A team of scientists has shown that metallic silicon nanowires (Si NWs) grown on a Ag surface undergo an oxidation process that is remarkably similar to the combustion process in a burning match [De Padova et al., Nano Lett. (2008), doi:10.1021/nl800994s].

The oxidation of silicon is an important issue in many areas of physics and technology, since the interface between Si and SiO2 plays a significant role in microelectronics devices. With the trend toward the nanoscale, the role played by this interface, therefore, becomes pivotal.

Now, a collaboration between researchers in Italy and France has made a significant breakthrough in understanding this system at small length scales. Using scanning tunneling microscopy (STM) and high-resolution Si 2p core-level photoelectron spectroscopy (PES), the team was able to follow the oxidation process in Si NWs with an unprecedented level of accuracy.
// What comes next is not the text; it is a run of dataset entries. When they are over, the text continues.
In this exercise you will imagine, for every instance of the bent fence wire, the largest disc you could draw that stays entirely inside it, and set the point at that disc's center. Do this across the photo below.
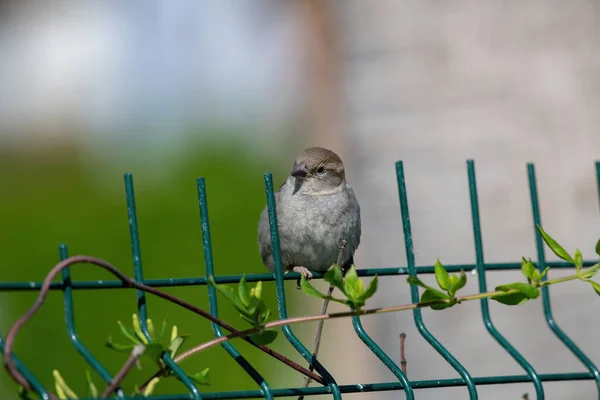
(265, 389)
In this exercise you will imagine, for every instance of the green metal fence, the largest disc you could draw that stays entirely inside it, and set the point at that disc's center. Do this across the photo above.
(265, 389)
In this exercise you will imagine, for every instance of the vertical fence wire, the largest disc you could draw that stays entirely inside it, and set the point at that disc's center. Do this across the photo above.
(281, 304)
(33, 381)
(485, 310)
(70, 322)
(212, 293)
(537, 220)
(387, 361)
(414, 291)
(139, 277)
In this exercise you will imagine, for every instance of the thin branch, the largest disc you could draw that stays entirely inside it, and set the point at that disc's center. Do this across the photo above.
(137, 351)
(319, 330)
(9, 361)
(346, 314)
(402, 356)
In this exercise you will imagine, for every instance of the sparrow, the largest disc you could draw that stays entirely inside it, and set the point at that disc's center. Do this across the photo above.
(317, 211)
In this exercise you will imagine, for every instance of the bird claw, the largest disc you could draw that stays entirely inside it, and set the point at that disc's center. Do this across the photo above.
(302, 271)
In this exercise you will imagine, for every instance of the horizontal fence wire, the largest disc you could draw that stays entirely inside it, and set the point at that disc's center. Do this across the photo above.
(330, 386)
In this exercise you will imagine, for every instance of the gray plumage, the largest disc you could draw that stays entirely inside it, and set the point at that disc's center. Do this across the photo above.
(316, 210)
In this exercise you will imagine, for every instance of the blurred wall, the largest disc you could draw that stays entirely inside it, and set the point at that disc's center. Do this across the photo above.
(231, 89)
(504, 83)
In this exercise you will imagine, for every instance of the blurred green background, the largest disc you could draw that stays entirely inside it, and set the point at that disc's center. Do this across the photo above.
(64, 196)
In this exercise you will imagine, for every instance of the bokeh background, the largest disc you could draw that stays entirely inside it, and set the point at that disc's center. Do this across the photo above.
(228, 90)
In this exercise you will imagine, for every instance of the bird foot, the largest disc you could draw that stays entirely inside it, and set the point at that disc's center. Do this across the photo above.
(302, 271)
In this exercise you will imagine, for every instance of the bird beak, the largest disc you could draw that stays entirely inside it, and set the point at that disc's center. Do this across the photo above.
(300, 172)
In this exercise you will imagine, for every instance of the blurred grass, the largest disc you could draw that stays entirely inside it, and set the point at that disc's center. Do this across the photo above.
(56, 197)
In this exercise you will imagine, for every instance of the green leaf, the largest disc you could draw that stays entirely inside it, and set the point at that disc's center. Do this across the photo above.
(528, 270)
(138, 329)
(264, 337)
(257, 290)
(176, 344)
(596, 287)
(353, 285)
(462, 281)
(335, 277)
(151, 386)
(432, 295)
(441, 275)
(588, 274)
(92, 389)
(371, 289)
(531, 292)
(525, 292)
(123, 348)
(513, 299)
(128, 333)
(244, 292)
(154, 352)
(162, 329)
(232, 297)
(62, 389)
(309, 289)
(414, 280)
(578, 260)
(555, 247)
(264, 315)
(201, 377)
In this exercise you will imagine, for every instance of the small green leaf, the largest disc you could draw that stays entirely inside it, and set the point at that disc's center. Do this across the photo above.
(525, 292)
(138, 329)
(62, 389)
(531, 292)
(513, 299)
(432, 296)
(588, 274)
(174, 333)
(264, 337)
(176, 344)
(92, 389)
(264, 315)
(414, 280)
(596, 287)
(201, 377)
(353, 285)
(151, 386)
(244, 292)
(309, 289)
(371, 289)
(257, 290)
(150, 326)
(441, 275)
(123, 348)
(335, 277)
(555, 247)
(578, 260)
(231, 296)
(154, 352)
(462, 281)
(163, 329)
(528, 270)
(128, 333)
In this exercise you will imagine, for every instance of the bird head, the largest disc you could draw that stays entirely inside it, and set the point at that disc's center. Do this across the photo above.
(318, 170)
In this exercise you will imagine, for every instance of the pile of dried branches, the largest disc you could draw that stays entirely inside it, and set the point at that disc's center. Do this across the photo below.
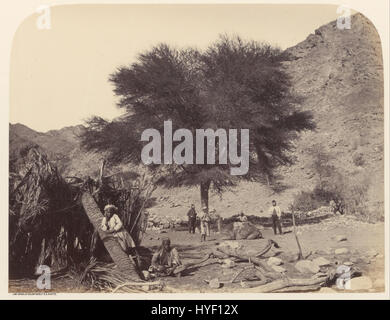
(106, 277)
(47, 222)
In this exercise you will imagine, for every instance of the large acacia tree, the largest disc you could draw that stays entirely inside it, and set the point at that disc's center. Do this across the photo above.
(233, 84)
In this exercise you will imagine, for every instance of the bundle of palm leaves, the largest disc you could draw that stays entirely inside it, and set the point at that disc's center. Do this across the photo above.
(47, 222)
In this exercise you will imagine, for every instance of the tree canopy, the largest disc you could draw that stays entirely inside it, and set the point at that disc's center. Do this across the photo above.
(233, 84)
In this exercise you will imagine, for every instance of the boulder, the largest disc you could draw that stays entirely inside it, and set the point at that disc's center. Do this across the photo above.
(214, 283)
(327, 290)
(340, 238)
(274, 261)
(341, 251)
(245, 230)
(321, 261)
(307, 266)
(359, 283)
(279, 269)
(372, 253)
(228, 263)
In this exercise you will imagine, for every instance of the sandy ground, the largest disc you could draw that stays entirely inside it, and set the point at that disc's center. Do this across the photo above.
(317, 240)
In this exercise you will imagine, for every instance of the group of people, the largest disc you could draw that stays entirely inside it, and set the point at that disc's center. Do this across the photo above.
(205, 219)
(166, 259)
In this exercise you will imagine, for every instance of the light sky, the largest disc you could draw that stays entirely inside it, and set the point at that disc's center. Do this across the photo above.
(59, 77)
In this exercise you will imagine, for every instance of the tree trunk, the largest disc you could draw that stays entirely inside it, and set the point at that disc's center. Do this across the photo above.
(204, 194)
(300, 255)
(120, 258)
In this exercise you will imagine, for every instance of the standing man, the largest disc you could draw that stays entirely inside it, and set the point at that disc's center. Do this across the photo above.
(276, 216)
(204, 225)
(191, 219)
(242, 217)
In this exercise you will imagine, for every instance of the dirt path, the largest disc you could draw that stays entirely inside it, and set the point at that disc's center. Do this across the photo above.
(365, 243)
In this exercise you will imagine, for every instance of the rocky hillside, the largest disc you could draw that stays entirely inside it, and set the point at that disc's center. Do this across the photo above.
(340, 75)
“We have been able to prove that the oxidation process starts at the extremities of the Si NWs and that surprisingly, it develops along the lengths of the wires, similar to a propagating flame front,” says Paola De Padova, from the Istituto di Struttura della Materia in Rome, Italy.

“The oxidation front creates a moving internal junction between the oxidized part, where a region of Si in the +4 oxidation state (SiO2) grows at the expense of the unaltered metallic part. Our Si 2p core-level PES data shows that there is a narrow region at the Si-SiO2 interface in which the +1, +2, and +3 oxidation states coexist.”

De Padova tells Materials Today that this work is part of a long standing interest her team has in Si NWs. Their development of 1.6 nm thick nanowires grown on Ag(110) surfaces led them to the present discovery and they have future plans to study the system in the presence of dopants.